Haidar berdiri, matanya melebar khawatir. "Naj, jangan gitu. Ini bahaya! Kalau lo jalan sendiri, mereka bisa ngeliat lo. Ntar malah lo yang diserang."
Najiha menatapnya lurus. Suaranya rendah tapi penuh penekanan. "Kalau lo mau gue tetap di sini, jangan ada kekerasan. Gue nggak suka sama orang yg dikit dikit pake kekerasan!!."
Haidar terdiam, merasakan ketegasan di mata Najiha. Dia menarik napas panjang, lalu mendekatinya perlahan. "Oke, oke. Gue nggak bakal nyerang mereka. Tapi, tolong jangan jalan sendiri, Naj. Gue nggak bisa biarin lo bahaya."
Najiha menahan napas sejenak, memandang Haidar yang kini tampak lebih tulus. "Janji?"
"Janji," jawab Haidar pelan, menatapnya dalam. "Lo penting buat gue, Naj. Gue nggak mau ada apa-apa sama lo."
Najiha menunduk, mengalihkan pandangannya. " Idih...ngomong apa lo?,gaje."ucap najiha acuh.
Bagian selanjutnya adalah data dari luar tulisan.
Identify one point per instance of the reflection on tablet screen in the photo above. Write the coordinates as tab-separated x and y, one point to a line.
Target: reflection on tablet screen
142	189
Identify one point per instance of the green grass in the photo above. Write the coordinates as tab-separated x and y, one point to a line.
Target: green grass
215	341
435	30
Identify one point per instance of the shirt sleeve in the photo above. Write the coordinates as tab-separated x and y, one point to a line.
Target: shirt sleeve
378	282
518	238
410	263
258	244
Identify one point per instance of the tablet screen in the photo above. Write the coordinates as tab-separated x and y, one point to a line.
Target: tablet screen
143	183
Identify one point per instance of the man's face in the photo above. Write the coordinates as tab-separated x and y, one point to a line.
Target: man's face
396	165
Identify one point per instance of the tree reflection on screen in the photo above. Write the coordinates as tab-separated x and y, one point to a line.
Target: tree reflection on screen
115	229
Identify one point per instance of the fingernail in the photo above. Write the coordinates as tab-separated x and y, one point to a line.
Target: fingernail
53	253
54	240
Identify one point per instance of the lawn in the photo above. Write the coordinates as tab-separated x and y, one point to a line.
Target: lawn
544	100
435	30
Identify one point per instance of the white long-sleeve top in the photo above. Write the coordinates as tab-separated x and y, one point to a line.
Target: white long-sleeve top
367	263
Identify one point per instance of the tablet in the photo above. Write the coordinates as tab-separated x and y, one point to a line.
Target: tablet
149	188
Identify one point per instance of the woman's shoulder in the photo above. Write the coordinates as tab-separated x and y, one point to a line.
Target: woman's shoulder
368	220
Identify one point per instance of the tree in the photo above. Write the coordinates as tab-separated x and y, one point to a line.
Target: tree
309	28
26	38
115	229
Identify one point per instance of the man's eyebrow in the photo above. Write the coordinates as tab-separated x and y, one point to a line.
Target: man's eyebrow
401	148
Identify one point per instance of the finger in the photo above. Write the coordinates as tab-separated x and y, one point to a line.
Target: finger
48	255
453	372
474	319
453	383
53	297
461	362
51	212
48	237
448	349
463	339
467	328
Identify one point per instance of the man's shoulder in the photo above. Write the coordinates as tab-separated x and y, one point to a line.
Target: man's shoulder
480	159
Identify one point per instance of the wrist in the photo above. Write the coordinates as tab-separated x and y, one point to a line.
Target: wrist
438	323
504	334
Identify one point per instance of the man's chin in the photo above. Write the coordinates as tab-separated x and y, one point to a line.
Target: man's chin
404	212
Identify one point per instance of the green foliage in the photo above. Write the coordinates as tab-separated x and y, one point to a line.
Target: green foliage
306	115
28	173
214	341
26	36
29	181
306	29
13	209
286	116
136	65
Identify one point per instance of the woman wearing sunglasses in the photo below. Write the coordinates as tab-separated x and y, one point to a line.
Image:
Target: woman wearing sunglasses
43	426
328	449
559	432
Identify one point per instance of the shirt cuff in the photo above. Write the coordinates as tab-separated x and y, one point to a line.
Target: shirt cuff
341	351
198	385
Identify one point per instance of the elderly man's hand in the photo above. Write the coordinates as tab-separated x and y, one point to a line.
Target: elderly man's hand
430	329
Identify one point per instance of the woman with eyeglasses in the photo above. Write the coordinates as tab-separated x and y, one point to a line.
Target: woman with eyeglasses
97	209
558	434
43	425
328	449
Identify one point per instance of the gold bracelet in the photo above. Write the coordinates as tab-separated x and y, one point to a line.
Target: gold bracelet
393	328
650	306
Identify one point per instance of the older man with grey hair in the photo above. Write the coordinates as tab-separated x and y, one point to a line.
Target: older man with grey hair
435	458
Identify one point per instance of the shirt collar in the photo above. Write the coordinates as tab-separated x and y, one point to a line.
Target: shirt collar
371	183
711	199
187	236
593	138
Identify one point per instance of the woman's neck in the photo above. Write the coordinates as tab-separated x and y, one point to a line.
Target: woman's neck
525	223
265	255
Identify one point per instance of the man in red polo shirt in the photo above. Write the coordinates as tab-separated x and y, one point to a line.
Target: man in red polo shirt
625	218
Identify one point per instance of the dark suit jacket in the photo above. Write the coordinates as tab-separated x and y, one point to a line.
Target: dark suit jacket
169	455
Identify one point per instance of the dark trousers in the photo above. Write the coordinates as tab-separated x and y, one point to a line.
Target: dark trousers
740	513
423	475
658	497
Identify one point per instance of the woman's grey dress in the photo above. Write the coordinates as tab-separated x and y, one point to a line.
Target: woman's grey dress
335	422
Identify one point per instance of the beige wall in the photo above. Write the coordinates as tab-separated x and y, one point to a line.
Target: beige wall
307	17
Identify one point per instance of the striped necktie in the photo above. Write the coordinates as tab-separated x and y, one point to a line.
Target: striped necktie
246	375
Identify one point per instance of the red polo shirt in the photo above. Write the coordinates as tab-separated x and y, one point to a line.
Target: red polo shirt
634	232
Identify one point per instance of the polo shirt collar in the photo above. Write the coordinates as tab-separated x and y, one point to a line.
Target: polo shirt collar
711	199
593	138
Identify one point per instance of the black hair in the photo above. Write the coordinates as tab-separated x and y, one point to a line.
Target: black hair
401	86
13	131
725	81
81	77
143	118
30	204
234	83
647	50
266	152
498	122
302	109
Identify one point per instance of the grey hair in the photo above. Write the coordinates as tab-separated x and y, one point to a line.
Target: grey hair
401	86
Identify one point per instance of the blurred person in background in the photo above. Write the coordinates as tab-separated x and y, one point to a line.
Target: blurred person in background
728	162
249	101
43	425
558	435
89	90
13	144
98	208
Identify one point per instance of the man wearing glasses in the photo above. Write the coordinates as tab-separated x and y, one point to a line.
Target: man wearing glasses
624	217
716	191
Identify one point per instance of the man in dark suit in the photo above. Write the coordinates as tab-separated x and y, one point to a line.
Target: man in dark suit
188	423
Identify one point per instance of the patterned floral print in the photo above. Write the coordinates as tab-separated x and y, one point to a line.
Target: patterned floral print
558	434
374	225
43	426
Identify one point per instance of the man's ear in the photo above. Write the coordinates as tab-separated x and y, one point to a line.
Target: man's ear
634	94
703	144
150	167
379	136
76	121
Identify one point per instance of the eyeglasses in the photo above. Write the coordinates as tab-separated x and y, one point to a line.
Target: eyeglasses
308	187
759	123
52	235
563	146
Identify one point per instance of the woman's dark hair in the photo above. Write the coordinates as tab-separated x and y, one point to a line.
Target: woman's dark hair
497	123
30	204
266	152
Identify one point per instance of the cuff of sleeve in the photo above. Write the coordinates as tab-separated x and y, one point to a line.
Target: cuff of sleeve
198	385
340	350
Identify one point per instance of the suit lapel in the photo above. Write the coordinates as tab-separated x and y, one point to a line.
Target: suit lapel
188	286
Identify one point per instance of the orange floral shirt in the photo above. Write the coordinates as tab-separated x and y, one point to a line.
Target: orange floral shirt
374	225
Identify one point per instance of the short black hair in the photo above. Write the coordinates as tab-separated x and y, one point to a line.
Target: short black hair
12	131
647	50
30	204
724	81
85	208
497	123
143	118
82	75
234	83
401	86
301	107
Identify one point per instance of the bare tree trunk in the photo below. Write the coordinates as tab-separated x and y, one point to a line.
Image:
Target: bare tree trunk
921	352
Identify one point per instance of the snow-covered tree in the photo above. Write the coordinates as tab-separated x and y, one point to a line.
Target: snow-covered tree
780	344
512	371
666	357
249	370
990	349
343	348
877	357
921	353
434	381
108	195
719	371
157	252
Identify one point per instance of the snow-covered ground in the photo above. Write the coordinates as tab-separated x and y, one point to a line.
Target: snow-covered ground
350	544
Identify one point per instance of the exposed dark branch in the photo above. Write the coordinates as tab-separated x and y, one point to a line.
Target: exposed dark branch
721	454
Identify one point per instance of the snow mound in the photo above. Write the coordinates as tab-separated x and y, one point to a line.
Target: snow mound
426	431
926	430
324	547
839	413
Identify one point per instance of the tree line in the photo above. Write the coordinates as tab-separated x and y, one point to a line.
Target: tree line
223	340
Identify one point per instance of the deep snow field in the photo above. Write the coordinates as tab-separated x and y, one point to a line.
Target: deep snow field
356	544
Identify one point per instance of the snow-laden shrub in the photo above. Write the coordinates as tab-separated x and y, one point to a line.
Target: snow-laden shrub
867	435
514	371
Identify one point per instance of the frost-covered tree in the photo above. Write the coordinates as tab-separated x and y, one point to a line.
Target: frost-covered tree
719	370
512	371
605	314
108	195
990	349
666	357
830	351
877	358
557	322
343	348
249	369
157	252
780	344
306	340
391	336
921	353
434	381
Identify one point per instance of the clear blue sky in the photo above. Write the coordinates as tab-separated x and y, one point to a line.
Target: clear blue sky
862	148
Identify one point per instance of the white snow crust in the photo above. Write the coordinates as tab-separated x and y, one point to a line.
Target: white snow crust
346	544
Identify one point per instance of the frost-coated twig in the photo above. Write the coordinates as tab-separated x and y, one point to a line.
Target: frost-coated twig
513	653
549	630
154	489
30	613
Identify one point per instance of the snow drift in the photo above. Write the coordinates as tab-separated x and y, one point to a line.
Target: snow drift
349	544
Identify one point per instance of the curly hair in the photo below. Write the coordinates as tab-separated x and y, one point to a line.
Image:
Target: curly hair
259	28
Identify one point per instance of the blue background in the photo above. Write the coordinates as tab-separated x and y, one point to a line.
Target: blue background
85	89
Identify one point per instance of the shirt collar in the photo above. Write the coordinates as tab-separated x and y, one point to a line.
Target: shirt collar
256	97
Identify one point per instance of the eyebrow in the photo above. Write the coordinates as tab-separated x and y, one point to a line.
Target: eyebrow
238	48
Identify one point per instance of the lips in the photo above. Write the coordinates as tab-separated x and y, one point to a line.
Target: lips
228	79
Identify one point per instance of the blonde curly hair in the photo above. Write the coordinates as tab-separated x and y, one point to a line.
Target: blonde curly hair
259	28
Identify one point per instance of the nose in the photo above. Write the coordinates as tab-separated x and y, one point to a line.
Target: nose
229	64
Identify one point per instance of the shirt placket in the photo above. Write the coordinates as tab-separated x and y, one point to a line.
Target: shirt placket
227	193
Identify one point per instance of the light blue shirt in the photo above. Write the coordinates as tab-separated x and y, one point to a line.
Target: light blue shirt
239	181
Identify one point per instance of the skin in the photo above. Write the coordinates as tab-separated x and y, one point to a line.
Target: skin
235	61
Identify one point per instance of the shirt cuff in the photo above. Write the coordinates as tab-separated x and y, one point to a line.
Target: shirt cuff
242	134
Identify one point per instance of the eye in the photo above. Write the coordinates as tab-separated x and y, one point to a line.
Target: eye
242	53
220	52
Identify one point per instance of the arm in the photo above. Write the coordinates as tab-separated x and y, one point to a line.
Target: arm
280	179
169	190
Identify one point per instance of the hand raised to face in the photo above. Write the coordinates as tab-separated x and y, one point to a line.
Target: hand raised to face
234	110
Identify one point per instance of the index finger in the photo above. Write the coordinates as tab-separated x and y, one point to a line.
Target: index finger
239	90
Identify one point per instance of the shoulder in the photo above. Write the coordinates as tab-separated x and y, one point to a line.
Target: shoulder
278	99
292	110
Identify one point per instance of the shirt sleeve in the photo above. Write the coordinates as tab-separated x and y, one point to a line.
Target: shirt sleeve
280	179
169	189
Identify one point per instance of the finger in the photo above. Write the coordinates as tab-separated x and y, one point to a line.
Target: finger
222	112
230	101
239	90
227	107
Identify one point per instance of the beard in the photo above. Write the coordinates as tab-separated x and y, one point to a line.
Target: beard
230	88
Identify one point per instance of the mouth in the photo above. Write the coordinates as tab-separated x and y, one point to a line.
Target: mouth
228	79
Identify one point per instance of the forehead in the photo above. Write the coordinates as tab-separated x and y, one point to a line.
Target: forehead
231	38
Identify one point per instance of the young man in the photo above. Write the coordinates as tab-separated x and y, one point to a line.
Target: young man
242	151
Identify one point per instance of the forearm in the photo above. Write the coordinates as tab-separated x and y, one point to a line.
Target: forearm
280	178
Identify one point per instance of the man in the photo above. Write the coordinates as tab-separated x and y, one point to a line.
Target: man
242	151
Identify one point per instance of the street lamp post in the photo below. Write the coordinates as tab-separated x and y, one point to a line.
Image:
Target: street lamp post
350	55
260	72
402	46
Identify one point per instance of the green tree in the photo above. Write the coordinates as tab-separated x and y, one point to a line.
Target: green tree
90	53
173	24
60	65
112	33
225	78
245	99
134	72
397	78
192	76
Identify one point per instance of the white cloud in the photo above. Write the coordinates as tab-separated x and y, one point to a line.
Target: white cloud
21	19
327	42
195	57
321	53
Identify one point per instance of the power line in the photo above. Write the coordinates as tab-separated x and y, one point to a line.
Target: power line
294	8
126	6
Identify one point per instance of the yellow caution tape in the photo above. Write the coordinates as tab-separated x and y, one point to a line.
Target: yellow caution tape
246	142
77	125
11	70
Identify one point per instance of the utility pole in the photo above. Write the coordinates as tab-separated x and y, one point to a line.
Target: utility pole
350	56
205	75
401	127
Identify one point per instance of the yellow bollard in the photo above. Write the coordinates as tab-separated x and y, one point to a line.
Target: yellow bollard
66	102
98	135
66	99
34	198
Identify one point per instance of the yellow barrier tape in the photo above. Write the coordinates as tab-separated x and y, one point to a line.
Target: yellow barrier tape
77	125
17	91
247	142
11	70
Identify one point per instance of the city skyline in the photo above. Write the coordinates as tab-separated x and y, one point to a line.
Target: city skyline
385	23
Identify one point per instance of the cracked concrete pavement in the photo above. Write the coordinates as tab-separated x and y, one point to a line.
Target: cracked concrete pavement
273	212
"Ya udah, cepetan kita cari jalan lain."
Haidar tersenyum kecil, lega. "Baik, Nona Komandan. Gue nurut."
Tanpa berkata lagi, mereka kembali naik motor, melewati jalan lain yang lebih aman.
Di perjalanan, suasana hening, tapi Haidar sesekali melirik Najiha dari spion dengan senyum kecil, menyadari betapa ia tak bisa mengabaikan perasaan yang mulai tumbuh untuk gadis di belakangnya.